Social Development Minister Bathabile Dlamini jeopardised the achievement of SA’s constitutional democracy that promotes the reduction of poverty, unemployment and inequality through social grants and state-backed assistance.
This was the scathing judgement on Friday by Justice Johan Froneman, who put the blame for the social grant crisis squarely on Dlamini and the South African Social Security Agency (Sassa), which is under her watch.
The court has taken umbrage with the fact that Sassa assured it in November 2015 that it would be able to take over grant payments after the contract of social grant distribution company Cash Paymaster Services’ (CPS) expired on March 31, 2017.

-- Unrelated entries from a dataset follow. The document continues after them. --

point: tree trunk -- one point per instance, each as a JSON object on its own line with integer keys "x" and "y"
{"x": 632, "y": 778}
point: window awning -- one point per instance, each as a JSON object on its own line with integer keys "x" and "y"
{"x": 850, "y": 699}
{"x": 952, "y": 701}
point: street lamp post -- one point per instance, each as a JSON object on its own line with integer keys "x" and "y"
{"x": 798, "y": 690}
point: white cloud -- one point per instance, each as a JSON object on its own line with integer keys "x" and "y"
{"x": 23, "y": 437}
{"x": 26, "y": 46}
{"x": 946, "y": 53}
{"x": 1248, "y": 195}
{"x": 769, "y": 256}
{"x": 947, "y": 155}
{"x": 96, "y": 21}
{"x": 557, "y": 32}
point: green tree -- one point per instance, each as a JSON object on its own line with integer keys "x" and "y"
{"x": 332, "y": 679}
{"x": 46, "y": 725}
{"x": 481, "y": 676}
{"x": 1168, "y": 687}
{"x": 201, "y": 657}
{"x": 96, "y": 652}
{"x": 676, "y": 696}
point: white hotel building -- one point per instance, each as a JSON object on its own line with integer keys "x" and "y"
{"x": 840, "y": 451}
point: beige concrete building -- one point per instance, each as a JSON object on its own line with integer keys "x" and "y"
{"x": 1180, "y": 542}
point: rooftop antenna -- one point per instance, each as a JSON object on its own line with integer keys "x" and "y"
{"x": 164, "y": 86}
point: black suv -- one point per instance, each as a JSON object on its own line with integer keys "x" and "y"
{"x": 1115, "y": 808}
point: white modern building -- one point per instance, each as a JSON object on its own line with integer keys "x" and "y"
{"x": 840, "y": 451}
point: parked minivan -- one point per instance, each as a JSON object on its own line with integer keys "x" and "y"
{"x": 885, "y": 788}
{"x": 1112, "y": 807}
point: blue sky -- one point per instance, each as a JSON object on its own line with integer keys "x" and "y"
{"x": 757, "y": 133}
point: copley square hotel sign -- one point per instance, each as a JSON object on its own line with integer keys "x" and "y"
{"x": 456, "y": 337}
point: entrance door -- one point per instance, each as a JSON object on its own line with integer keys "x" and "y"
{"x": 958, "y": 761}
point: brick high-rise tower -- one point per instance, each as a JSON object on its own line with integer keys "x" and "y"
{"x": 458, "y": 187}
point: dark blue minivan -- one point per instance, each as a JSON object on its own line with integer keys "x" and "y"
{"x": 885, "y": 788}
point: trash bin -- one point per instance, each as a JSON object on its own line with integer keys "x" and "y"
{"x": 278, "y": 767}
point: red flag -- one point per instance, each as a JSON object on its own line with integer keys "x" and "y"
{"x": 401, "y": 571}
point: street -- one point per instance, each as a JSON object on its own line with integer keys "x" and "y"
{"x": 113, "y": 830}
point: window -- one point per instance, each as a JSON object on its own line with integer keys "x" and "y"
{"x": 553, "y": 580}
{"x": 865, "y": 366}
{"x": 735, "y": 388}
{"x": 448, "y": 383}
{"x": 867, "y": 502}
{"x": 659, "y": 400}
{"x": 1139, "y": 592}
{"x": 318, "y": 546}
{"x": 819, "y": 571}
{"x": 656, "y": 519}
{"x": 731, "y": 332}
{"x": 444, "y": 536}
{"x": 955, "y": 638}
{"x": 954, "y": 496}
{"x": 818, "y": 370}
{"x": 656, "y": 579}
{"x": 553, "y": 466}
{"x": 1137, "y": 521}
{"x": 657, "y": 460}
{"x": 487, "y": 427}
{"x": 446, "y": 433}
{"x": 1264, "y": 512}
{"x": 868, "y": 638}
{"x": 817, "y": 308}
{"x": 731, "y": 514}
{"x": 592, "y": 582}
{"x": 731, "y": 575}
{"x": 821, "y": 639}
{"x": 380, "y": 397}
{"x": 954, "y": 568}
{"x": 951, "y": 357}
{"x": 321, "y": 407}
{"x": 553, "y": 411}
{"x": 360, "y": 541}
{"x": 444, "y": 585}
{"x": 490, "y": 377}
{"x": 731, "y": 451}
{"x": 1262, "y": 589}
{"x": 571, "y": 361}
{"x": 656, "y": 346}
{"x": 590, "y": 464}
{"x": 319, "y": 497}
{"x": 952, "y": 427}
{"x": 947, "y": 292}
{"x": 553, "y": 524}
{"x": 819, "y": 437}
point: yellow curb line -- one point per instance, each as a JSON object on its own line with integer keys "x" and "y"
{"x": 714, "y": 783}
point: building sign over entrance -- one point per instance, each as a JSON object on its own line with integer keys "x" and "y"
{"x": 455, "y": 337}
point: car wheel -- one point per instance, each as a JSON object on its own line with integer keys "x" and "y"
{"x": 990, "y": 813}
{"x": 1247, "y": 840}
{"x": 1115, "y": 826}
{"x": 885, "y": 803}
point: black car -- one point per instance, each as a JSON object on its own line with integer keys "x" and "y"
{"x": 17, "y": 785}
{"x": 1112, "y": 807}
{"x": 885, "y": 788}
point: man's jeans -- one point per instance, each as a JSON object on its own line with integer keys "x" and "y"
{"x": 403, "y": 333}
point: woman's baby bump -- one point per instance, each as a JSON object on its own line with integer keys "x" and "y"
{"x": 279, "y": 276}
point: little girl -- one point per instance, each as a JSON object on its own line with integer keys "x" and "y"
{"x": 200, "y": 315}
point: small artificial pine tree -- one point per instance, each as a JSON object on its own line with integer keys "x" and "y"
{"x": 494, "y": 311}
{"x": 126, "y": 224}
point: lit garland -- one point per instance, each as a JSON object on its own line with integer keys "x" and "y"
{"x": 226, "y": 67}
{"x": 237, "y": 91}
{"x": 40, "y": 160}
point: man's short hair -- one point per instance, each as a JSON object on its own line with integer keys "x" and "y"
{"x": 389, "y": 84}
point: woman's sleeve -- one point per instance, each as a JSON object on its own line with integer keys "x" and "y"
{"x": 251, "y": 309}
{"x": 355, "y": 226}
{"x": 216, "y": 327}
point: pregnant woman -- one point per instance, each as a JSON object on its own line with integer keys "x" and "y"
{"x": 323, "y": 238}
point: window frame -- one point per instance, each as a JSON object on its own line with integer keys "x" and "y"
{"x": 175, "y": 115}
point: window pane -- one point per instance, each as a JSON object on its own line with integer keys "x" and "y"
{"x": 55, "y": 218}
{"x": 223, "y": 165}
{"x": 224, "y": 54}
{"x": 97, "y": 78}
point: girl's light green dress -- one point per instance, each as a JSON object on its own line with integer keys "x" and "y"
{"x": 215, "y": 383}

This was after the same court ruled that the contract between Sassa and CPS (concluded in 2012) was constitutionally invalid as it didn’t go through proper tender processes.
However, Sassa reneged on its promise to take over grant payments, engineering a cloud of doubt about whether more than 10 million beneficiaries, who are collectively paid R11 billion per month, would receive their social grants come April 1.
Froneman said Dlamini and Sassa knew that it wouldn’t be able to take over grant payments since April 2016 and failed to inform the court in a timeous manner. It didn’t even inform the court it planned to extend CPS’ invalid contract when it expired. “Despite repeated warnings from advising counsel and CPS, neither Sassa nor the minister took any steps to inform the court of the problems they were experiencing. Nor did they see fit to approach the court for the authorisation to regularise the situation,” he said in his judgement.
The court was only informed on February 28, despite Dlamini being informed in October 2016 that Sassa couldn’t carry grant payments. “There must be public accounting for how this [not informing the court earlier] was allowed to happen. Accountability is a central value of the Constitution.”
Dlamini got her wish, as the Constitutional Court has ordered that the contract between CPS and the Sassa should be extended for 12 months, effective from April 1.
The “deepest and most shaming of ironies”, said Froneman, is that Sassa now seeks to rely on a company (US-Nasdaq and JSE-listed Net1, the parent company of CPS) without a commitment to transformation in its management structures. This is arguably a dig at government’s rhetoric of combating “white monopoly capital” and that the private sector has failed to commit to Black Economic Empowerment (BEE).
Froneman said the conduct of Dlamini and Sassa put SA’s grant recipients at “grave risk” and threatened to breach their right to social assistance under section 27 (1) (c) of the constitution. However, he put the blame squarely on Dlamini for the Sassa crisis, as she is the minister accountable to parliament and holds “executive political office.”
After all, both Dlamini and President Jacob Zuma have repeatedly denied that there is a crisis around Sassa payments.